Dummy Cake

Decorating By Beth02 Updated 28 Apr 2010 , 12:07pm by Phyllis52

Beth02 Posted 27 Apr 2010 , 12:09am
post #1 of 13

I won't go into the details of why I'm doing a dummy cake but I might need to do one for my friend's wedding in October. I have never done a dummy cake and need some advice. I am a bridesmaid which gives me, obviously, duties the day of the wedding. I would like to do the dummy cake as far in advance as possible so it's all ready to go on wedding day.

If I'm decorating it with fondant, how early can I do it and how long will it last?

Are there any tips/tricks for keeping to looking fresh longer?

Tips/Tricks for storing it?

Any other information I might need for this task?

Thanks in advance!!!!

12 replies
BlakesCakes Posted 27 Apr 2010 , 12:47am
post #2 of 13

For the most part, you can do it as far in advance as you like.

Store it in a cool (under 80 degrees) clean, dry environment out of direct light (under a cardboard box with a some small holes punched in it works very well).

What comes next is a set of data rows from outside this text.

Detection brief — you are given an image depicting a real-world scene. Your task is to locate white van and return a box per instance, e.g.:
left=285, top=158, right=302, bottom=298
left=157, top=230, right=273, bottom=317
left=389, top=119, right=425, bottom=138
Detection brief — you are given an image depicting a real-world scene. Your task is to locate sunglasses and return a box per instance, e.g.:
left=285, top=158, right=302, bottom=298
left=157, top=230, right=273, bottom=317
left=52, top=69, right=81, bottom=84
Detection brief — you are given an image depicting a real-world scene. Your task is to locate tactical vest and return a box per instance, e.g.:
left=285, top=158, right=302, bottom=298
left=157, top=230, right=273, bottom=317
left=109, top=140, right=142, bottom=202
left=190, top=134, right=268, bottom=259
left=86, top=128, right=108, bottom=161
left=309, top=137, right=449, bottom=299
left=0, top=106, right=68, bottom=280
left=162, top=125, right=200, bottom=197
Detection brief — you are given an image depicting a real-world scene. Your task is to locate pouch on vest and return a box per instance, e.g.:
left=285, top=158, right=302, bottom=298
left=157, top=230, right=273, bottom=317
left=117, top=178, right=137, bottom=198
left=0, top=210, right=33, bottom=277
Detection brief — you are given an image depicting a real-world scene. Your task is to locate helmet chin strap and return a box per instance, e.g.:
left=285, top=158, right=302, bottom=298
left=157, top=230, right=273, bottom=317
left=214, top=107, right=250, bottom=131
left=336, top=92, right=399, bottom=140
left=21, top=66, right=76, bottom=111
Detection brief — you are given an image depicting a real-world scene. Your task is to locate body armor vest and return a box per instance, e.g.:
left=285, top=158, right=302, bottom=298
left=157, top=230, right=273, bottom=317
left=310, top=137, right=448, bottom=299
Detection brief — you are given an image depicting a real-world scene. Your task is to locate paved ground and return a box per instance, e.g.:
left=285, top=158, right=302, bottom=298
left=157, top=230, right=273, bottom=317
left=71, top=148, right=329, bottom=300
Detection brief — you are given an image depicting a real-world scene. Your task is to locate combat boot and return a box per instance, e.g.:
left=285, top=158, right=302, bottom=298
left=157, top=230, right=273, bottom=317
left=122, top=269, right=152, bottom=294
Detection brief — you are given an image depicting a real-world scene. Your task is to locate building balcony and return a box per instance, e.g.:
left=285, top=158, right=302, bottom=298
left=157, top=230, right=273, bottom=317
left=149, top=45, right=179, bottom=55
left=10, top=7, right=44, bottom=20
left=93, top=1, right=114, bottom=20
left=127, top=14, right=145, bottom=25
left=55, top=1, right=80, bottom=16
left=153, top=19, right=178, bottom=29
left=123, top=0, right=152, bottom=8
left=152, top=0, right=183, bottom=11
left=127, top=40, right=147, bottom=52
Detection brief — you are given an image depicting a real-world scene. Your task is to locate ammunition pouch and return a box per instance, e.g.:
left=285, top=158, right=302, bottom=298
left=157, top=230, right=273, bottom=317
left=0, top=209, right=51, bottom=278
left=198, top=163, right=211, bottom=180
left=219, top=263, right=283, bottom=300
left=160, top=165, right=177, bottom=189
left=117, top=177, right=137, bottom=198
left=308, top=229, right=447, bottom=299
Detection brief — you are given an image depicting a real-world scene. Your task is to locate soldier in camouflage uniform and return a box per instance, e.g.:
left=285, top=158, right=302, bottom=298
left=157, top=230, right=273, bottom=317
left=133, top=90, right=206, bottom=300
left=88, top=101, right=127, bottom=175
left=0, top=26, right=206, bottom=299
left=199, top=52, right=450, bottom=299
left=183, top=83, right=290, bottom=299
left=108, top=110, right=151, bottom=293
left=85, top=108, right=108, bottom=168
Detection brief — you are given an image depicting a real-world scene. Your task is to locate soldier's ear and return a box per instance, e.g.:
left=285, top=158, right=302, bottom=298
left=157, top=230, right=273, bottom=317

If you're using pinks, purples, blues, or lavenders, you may want to invest in ChefMaster no fade purple or pink. Other brands of colors will fade badly in any type of light, and can even go a bit pale on items stored for longer periods of time.


dsilvest Posted 27 Apr 2010 , 1:10am
post #3 of 13

Make the cake as early as you want. I have found that if you dust your flowers and leaves with chalk pastel they do not fade in the light. Since this cake will not be eaten there is no worry about it being food safe. I store mine in a cool dark room covered lightly with a plastic bag. I have some that have been stored this way for 2 1/2 years and the colour has not faded when I dusted with chalk pastel.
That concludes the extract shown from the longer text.